The format is slightly different on 32 and 64 bits. The latter has two variants depending on whether Compressed Object Pointers are enabled. Both Oracle and OpenJDK 8 do by default.

Object headers may thus relate to a free block or an actual object, in which case there are multiple possible states. In the simplest, (“normal object”) the identity hash is stored directly in the low addresses of the header.

But in other states, we find a pointer to a JavaThread or a PromotedObject. The plot thickens: if we put the identity hash in a “normal object”, will someone take it away? Where? If the object is biased, where can we get/set the hash? What is a biased object?

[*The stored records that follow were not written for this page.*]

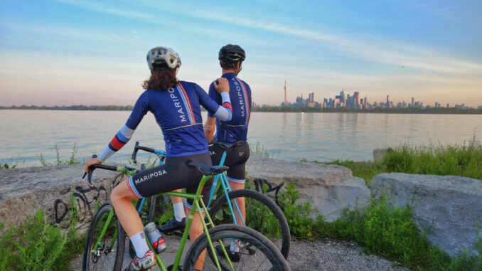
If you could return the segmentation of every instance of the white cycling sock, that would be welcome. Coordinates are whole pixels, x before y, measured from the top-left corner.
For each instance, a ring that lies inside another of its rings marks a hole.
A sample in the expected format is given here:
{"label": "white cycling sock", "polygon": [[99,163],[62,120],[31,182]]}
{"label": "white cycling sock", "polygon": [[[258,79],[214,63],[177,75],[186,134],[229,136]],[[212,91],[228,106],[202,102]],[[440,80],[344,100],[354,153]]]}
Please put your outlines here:
{"label": "white cycling sock", "polygon": [[173,204],[174,207],[174,217],[178,221],[181,221],[186,217],[186,212],[184,211],[184,203],[180,202],[178,203]]}
{"label": "white cycling sock", "polygon": [[144,257],[146,255],[146,253],[149,251],[149,247],[146,243],[146,236],[144,234],[144,232],[140,232],[134,234],[131,236],[131,241],[134,245],[134,249],[136,250],[136,254],[139,258]]}

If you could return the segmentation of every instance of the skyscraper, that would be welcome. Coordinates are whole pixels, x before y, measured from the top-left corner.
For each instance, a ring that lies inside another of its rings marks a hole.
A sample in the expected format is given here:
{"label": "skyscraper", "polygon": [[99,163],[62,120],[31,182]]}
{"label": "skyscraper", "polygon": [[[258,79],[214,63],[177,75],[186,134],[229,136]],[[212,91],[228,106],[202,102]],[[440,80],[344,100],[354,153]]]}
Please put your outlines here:
{"label": "skyscraper", "polygon": [[284,75],[284,106],[288,106],[286,101],[286,75]]}
{"label": "skyscraper", "polygon": [[355,91],[353,92],[353,97],[355,97],[355,107],[358,108],[358,106],[360,106],[360,92]]}

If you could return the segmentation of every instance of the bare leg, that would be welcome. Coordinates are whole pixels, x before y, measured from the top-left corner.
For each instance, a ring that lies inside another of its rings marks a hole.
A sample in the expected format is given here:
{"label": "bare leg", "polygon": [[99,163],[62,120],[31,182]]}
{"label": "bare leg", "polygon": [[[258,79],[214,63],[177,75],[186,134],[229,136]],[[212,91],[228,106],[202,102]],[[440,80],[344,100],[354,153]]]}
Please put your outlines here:
{"label": "bare leg", "polygon": [[[230,186],[231,187],[231,190],[232,191],[245,188],[245,184],[235,183],[229,181],[227,181],[229,182]],[[240,208],[240,211],[241,212],[241,215],[242,216],[243,220],[246,222],[246,206],[245,205],[245,198],[236,198],[236,204],[237,204],[237,207],[239,207]],[[235,212],[236,222],[237,223],[237,224],[241,224],[242,220],[240,218],[240,213],[237,211],[237,209],[236,209],[236,206],[232,206],[232,211]]]}
{"label": "bare leg", "polygon": [[141,218],[131,203],[137,198],[127,186],[127,180],[120,183],[110,193],[110,201],[124,230],[129,237],[144,230]]}

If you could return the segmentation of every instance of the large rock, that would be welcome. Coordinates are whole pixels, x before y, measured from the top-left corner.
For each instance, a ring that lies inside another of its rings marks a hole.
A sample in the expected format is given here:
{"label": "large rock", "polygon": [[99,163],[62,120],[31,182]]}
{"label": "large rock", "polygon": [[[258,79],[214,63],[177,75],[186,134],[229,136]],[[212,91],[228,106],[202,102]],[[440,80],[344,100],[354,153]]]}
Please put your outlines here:
{"label": "large rock", "polygon": [[373,188],[376,195],[387,193],[391,204],[410,204],[419,229],[450,255],[463,248],[476,253],[477,228],[482,227],[481,180],[392,173],[376,176]]}
{"label": "large rock", "polygon": [[[70,194],[76,206],[80,225],[92,217],[98,203],[107,201],[114,187],[116,172],[96,170],[90,188],[82,179],[84,165],[29,167],[0,170],[0,218],[15,226],[24,224],[43,208],[48,221],[67,225],[72,208]],[[4,228],[3,230],[5,230]]]}
{"label": "large rock", "polygon": [[246,166],[247,180],[259,191],[268,184],[277,194],[282,186],[294,183],[302,202],[309,202],[313,218],[323,216],[327,221],[338,218],[343,208],[368,205],[370,192],[360,178],[347,168],[311,162],[293,162],[252,154]]}

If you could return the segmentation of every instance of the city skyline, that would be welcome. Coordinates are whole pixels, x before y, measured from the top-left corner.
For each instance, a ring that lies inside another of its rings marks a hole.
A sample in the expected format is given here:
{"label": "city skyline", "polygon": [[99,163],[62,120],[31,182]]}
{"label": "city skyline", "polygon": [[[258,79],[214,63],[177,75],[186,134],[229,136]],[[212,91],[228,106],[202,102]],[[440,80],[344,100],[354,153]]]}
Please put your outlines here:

Let’s try to answer those questions.

Biased locking

Biased objects appear as a result of Biased Locking. A (patented!) feature enabled by default from HotSpot 6 that tries to alleviate the cost of locking objects. Such operations are expensive because their implementation often relies on atomic CPU instructions (CAS) in order to safely handle lock/unlock requests on the object from different threads. It was observed that in most applications, the majority of objects are only ever locked by one thread so paying the cost of the atomic operation was often a waste. To avoid it, JVMs with biased locking allow threads to try and “bias” an object towards themselves. While an object is biased, the lucky thread can lock/unlock the object without atomic instructions. As long as there are no threads contending for the same object, we’ll gain performance.

The biased_lock bit in the header indicates whether an object is biased by the thread pointed at by JavaThread*. The lock bits indicate whether the object is locked.

Precisely because OpenJDK’s implementation of biased locking requires writing a pointer in the mark word, it also needs to relocate the real mark word (which contains the identity hash.)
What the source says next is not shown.